Fix X509AuthenticationToken principal by albertzaharovits · Pull Request #43932 · elastic/elasticsearch

albertzaharovits · 2019-07-03T16:05:40Z

Fixes a bug in the PKI authentication where, when multiple PKI realms are configured in the chain, one realm might parse the principal from the subject DN (according to the username_pattern realm setting) and another one might pass the truststore validation (according to truststore.* settings).

This is due to the two passes through the realm chain, first to build the authentication token and second to authenticate it, and that the X509AuthenticationToken sets the principal during construction.

This fix shifts parsing the principal from the token construction to the authorization process.

Relates #43796 #34396

elasticmachine · 2019-07-03T16:05:42Z

Pinging @elastic/es-security

bizybot

LGTM, after addressing the comments. Thank you.

x-pack/plugin/security/src/main/java/org/elasticsearch/xpack/security/authc/pki/PkiRealm.java

albertzaharovits · 2019-07-03T21:18:21Z

Thanks a lot @bizybot for the fast review here as well!

tvernum · 2019-07-08T08:24:01Z

I understand the rationale for this, but it risks being a breaking change (audit events rely on the principal from the token) and to my knowledge no one has ever complained about this current behaviour.

The behaviour is certainly wrong (in the sense that are some configurations that won't work even though they should), but did you evaluate the impact against the benefit?

albertzaharovits · 2019-07-08T10:12:03Z

I understand the rationale for this, but it risks being a breaking change (audit events rely on the principal from the token) and to my knowledge no one has ever complained about this current behaviour.

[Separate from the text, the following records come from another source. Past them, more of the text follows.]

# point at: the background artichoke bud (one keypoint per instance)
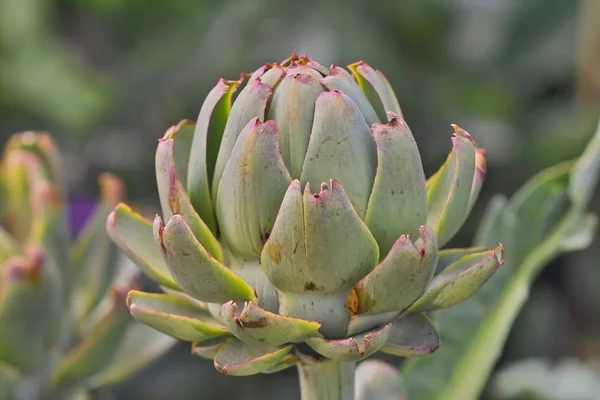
(313, 227)
(59, 324)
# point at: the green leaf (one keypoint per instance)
(237, 358)
(250, 103)
(340, 79)
(140, 346)
(412, 335)
(9, 379)
(401, 277)
(321, 230)
(449, 189)
(205, 147)
(97, 348)
(398, 202)
(174, 315)
(133, 234)
(172, 194)
(474, 332)
(341, 147)
(293, 110)
(195, 270)
(252, 187)
(259, 328)
(459, 281)
(377, 380)
(354, 348)
(93, 255)
(27, 311)
(370, 81)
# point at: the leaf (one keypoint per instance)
(533, 230)
(9, 378)
(98, 347)
(140, 346)
(94, 256)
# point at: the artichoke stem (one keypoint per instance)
(332, 380)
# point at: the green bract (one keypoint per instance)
(298, 227)
(63, 321)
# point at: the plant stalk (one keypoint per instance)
(331, 380)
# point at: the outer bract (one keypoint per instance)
(298, 226)
(64, 325)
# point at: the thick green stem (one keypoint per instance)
(330, 380)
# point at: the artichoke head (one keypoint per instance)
(297, 223)
(62, 295)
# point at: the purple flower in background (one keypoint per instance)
(80, 210)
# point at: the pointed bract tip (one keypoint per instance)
(112, 189)
(175, 128)
(46, 195)
(480, 160)
(29, 268)
(335, 69)
(119, 296)
(460, 132)
(499, 254)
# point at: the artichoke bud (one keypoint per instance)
(298, 213)
(41, 278)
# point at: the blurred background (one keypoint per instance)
(108, 77)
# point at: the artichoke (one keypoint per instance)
(64, 327)
(298, 227)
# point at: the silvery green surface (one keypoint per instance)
(298, 226)
(545, 218)
(64, 327)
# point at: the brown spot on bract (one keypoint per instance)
(353, 302)
(259, 323)
(274, 251)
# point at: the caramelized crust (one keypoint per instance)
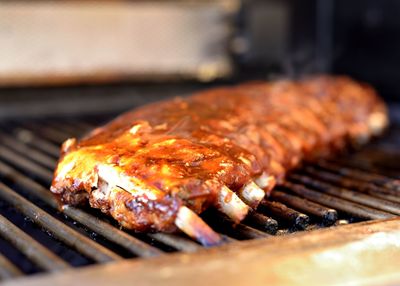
(146, 164)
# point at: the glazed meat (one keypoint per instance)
(157, 167)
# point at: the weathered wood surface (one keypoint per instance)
(63, 42)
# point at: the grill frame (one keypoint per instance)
(255, 227)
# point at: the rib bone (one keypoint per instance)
(191, 224)
(251, 194)
(231, 205)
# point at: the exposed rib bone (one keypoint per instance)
(251, 194)
(377, 122)
(231, 205)
(265, 182)
(191, 224)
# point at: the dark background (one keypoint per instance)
(359, 38)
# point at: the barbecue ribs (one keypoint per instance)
(156, 167)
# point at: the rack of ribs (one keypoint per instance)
(158, 167)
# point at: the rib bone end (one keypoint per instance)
(231, 205)
(251, 194)
(191, 224)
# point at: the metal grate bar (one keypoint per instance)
(240, 230)
(65, 234)
(44, 258)
(282, 211)
(348, 183)
(37, 156)
(54, 135)
(176, 241)
(23, 163)
(262, 222)
(339, 204)
(346, 194)
(368, 177)
(7, 269)
(329, 216)
(28, 137)
(113, 234)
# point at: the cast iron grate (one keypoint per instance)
(35, 237)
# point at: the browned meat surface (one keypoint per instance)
(156, 167)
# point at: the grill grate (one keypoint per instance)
(361, 186)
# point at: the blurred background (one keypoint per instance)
(87, 57)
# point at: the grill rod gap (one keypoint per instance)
(65, 234)
(36, 252)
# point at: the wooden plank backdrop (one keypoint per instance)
(59, 42)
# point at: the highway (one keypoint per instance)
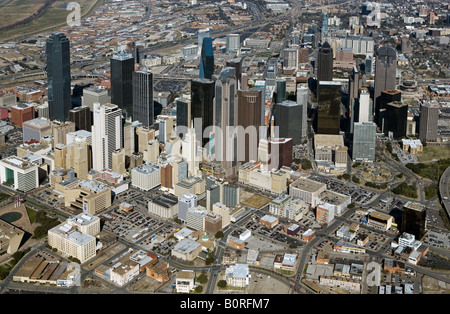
(444, 193)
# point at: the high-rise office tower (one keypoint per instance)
(94, 95)
(324, 24)
(185, 202)
(183, 116)
(329, 107)
(288, 120)
(325, 63)
(386, 97)
(364, 137)
(107, 135)
(122, 67)
(202, 107)
(143, 110)
(291, 58)
(81, 116)
(369, 65)
(414, 219)
(362, 107)
(233, 43)
(237, 64)
(429, 116)
(58, 74)
(395, 119)
(354, 83)
(207, 59)
(249, 118)
(226, 115)
(281, 91)
(303, 99)
(280, 151)
(385, 72)
(202, 33)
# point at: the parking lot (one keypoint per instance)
(134, 226)
(359, 195)
(437, 239)
(276, 235)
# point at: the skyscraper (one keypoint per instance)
(324, 24)
(237, 64)
(92, 95)
(414, 219)
(183, 115)
(385, 72)
(58, 74)
(325, 63)
(429, 116)
(386, 97)
(329, 107)
(364, 136)
(81, 116)
(143, 110)
(202, 107)
(233, 43)
(281, 91)
(396, 119)
(249, 115)
(122, 67)
(226, 114)
(207, 59)
(303, 99)
(107, 135)
(288, 119)
(202, 33)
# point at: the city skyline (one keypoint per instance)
(199, 149)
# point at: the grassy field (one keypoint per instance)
(13, 11)
(431, 152)
(51, 20)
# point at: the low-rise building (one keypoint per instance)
(123, 273)
(269, 221)
(185, 281)
(238, 275)
(186, 250)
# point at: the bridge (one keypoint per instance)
(444, 194)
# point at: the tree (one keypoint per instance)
(219, 234)
(199, 289)
(202, 278)
(222, 284)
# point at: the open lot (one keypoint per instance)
(51, 19)
(262, 284)
(431, 152)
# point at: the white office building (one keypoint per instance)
(20, 173)
(107, 135)
(146, 176)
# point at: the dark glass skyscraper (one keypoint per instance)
(288, 119)
(325, 63)
(202, 102)
(395, 119)
(58, 73)
(183, 115)
(207, 59)
(143, 110)
(122, 67)
(414, 219)
(385, 72)
(329, 108)
(81, 116)
(249, 114)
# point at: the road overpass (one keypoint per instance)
(444, 184)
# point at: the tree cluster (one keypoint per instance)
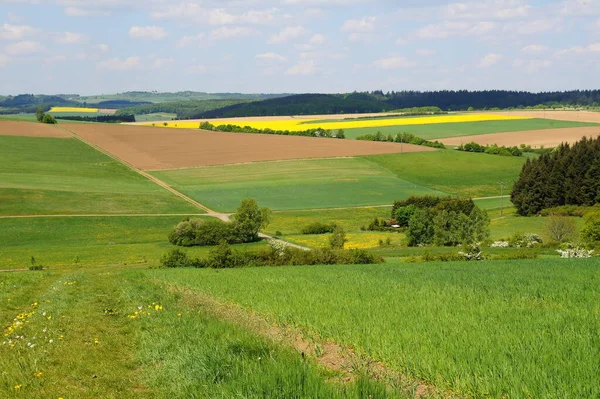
(401, 138)
(318, 132)
(492, 149)
(441, 221)
(570, 175)
(246, 224)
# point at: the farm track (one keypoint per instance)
(328, 354)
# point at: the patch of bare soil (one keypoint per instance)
(30, 129)
(534, 138)
(346, 362)
(153, 148)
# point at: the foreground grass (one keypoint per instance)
(65, 176)
(455, 172)
(445, 130)
(499, 329)
(90, 241)
(303, 184)
(140, 341)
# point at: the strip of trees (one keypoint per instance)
(570, 175)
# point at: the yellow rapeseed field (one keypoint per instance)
(72, 109)
(297, 125)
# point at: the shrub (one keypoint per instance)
(561, 228)
(318, 228)
(338, 238)
(175, 258)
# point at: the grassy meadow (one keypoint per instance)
(516, 329)
(445, 130)
(303, 184)
(65, 176)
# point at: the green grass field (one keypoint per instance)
(65, 176)
(58, 241)
(454, 172)
(135, 338)
(515, 329)
(303, 184)
(445, 130)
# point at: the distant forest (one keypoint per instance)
(377, 101)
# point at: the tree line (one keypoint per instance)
(570, 175)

The principal in the audit log is wrong, as it could be parsed by any other installed PKIRealm, and not the one doing the actual authentication. This is a manifestation of the bug. I don't think we should wait for someone to complain about it to fix this.

The behaviour is certainly wrong (in the sense that are some configurations that won't work even though they should), but did you evaluate the impact against the benefit?

When making the code changes I have followed where the X509AuthenticationToken.principal() is referred to in the code, and apart from the audit log and response headers there were no other places. Do you have any suggestion how I could otherwise evaluate the impact of this?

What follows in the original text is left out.